Otherwise, there has been a lot of talk about divestment from Israel but it has not really materialized, especially from the U.S. There is more strident talk in some parts of Europe and while it has been unpleasant, it has not seriously affected the economy or investors.
Why did MIDC decide to open a for-profit investment fund with an Israeli partner, Trendlines, earlier this year?
The background is that Trendlines is a consultant firm in Israel, which has been our representative for 15 years. We've worked with them for a long time. We have a great relationship with them. They set up their own venture capital fund about six years ago. …
They've been doing very well. And a year or so ago, they wanted to raise another fund and we said we would like to get into this.

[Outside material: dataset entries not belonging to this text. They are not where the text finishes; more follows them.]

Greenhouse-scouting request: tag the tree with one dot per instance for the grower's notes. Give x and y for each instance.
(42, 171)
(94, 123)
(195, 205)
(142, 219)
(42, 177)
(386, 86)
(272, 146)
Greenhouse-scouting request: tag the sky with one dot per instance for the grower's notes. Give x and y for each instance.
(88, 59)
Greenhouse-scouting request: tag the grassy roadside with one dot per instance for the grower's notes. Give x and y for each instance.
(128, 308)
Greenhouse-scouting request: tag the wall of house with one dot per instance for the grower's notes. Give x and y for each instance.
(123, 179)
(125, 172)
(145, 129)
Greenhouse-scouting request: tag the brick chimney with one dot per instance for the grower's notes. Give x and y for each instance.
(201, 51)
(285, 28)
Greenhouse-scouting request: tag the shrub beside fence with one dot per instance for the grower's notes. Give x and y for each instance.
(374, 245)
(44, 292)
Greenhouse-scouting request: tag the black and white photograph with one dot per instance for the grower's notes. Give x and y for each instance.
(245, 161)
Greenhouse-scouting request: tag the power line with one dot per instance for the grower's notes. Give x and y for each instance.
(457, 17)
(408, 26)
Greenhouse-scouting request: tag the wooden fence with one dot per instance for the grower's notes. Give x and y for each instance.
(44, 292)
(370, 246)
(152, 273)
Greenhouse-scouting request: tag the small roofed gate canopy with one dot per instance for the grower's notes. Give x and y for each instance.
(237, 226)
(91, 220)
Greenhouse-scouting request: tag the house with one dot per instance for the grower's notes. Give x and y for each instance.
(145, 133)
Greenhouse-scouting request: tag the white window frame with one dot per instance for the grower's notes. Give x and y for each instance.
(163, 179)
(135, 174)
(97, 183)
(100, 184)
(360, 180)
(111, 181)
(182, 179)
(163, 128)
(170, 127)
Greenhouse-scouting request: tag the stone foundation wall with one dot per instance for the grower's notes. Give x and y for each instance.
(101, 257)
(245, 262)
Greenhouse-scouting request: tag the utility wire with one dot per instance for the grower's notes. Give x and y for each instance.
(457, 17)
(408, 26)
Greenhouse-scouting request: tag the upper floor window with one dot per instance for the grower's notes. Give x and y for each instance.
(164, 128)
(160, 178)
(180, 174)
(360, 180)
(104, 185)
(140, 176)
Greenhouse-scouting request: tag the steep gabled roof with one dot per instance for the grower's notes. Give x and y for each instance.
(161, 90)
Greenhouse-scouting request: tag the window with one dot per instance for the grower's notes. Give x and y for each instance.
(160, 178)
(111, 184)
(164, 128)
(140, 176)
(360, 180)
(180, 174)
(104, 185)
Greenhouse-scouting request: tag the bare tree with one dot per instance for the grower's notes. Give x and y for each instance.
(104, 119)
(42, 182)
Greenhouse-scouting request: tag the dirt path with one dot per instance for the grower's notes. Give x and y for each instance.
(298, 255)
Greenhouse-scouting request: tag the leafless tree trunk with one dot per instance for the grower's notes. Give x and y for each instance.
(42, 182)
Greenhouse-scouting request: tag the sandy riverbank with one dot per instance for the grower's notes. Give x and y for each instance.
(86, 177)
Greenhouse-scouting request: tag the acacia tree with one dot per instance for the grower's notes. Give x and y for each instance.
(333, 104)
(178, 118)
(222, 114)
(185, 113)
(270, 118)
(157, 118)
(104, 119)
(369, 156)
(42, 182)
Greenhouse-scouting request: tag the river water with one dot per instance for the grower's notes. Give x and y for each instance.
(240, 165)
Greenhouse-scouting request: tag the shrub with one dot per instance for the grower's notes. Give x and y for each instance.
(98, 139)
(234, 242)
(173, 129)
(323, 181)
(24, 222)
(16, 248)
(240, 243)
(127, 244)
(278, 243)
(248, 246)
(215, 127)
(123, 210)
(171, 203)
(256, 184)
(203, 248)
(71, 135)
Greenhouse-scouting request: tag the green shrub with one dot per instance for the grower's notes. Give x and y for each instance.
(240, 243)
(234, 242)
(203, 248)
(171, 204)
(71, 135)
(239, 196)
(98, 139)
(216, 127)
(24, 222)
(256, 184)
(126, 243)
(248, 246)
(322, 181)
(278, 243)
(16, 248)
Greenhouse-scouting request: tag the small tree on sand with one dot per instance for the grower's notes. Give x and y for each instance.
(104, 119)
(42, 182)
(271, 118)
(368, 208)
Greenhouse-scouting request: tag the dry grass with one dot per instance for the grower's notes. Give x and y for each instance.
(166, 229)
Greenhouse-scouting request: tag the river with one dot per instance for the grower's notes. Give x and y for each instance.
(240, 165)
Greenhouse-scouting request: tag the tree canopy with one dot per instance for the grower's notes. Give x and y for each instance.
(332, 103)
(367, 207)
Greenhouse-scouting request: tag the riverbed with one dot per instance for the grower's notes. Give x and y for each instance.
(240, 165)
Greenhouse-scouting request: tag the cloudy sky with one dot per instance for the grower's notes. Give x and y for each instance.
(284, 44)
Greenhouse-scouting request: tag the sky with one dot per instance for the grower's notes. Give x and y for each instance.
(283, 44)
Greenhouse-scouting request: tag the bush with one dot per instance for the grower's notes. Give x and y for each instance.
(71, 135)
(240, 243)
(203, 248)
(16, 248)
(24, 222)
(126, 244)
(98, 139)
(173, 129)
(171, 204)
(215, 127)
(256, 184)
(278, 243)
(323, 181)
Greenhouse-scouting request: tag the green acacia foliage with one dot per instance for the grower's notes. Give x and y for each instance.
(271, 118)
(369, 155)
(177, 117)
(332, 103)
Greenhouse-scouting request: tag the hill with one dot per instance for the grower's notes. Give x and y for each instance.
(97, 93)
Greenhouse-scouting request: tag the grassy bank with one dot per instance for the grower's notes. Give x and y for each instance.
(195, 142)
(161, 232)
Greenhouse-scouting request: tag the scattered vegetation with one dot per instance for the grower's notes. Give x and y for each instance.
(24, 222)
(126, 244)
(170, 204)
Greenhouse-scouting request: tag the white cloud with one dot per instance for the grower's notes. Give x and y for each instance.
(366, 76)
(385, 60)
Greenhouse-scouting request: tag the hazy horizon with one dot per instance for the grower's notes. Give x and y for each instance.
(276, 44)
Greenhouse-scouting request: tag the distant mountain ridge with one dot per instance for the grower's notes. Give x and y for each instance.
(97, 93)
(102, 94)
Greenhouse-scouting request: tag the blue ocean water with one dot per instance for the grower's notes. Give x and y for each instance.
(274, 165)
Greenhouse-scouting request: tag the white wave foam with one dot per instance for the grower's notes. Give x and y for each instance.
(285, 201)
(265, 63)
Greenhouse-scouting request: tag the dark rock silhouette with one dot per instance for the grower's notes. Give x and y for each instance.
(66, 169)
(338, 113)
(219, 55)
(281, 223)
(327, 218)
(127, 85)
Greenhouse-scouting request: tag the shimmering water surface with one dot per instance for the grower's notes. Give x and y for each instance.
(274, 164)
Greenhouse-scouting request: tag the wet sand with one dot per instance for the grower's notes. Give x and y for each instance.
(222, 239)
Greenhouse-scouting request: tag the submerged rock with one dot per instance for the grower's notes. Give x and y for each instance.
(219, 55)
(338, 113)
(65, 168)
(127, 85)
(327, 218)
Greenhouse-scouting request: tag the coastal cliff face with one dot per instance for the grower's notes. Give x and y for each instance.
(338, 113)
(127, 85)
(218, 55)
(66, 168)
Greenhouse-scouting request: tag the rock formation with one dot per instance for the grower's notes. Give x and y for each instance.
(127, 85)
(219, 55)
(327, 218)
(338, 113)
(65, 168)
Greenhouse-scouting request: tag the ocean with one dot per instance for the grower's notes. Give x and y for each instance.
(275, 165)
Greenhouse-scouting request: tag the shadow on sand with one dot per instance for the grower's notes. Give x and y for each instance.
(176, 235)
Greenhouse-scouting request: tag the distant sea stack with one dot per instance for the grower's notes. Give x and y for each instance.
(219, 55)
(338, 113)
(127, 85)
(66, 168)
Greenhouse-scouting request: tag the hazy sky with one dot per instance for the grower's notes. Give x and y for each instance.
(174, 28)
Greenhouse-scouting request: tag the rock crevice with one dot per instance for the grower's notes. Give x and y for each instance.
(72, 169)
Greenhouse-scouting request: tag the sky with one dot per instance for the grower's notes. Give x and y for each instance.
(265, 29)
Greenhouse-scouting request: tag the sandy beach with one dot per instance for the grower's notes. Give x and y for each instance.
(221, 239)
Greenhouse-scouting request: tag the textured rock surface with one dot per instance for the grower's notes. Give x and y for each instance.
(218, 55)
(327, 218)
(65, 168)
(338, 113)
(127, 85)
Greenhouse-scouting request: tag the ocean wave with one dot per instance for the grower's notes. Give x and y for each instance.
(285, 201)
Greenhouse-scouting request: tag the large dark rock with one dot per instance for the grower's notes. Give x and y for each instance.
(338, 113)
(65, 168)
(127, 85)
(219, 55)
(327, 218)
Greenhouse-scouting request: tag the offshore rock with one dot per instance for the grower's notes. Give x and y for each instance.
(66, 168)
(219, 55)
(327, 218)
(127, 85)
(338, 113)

We see great companies and this is a great way to support high-tech companies, support Israeli innovation and feed a pipeline of Israeli companies that we could bring to Maryland. We partnered up with Trendlines in order not to jeopardize our nonprofit status. We set up a for-profit subsidiary, Maryland/Israel Development Corp.
The fund is formally called Maryland/Israel Trendlines Fund.
How would the fund work?
The incubators in Israel have been so successful that they've been able to attract private investment. They ended up privatizing the whole system, which means the government sold licenses to operate incubators to private investors. …
Trendlines, when they set up their fund, they set it up in order to become a private investor of two Israeli incubators.
Trendlines markets the incubators to Israeli entrepreneurs and gets the deals they want to invest in with their own funds. Entrepreneurs go into the Trendlines incubators, and Trendlines invests in them and supports them. The government puts $500,000 in each company.
What we're doing is our new fund is also investing in those companies that go into the two incubators.
Half a million coming from the government is a huge leverage for private investors. …
We're evaluating what companies to invest in. We're looking to make our first few investments by the end of the year. We hope to have three or four investments.
How will MIDC's for-profit venture benefit Maryland?
We have target industries. One is life sciences, primarily in medical devices; and the other is green tech, which has two pieces. One is in environmental technology and the other is agricultural technology.
So in these fields, particularly in biomedical, companies have to do clinical trials to submit to the FDA (Food and Drug Administration).
We'll work hard to introduce them to scientists at Hopkins and Maryland and all those places so they could do trials here. It'll take a few years to finish a product. When they do, with all the contacts we've developed for them, it'll be natural to open their U.S. offices in Maryland.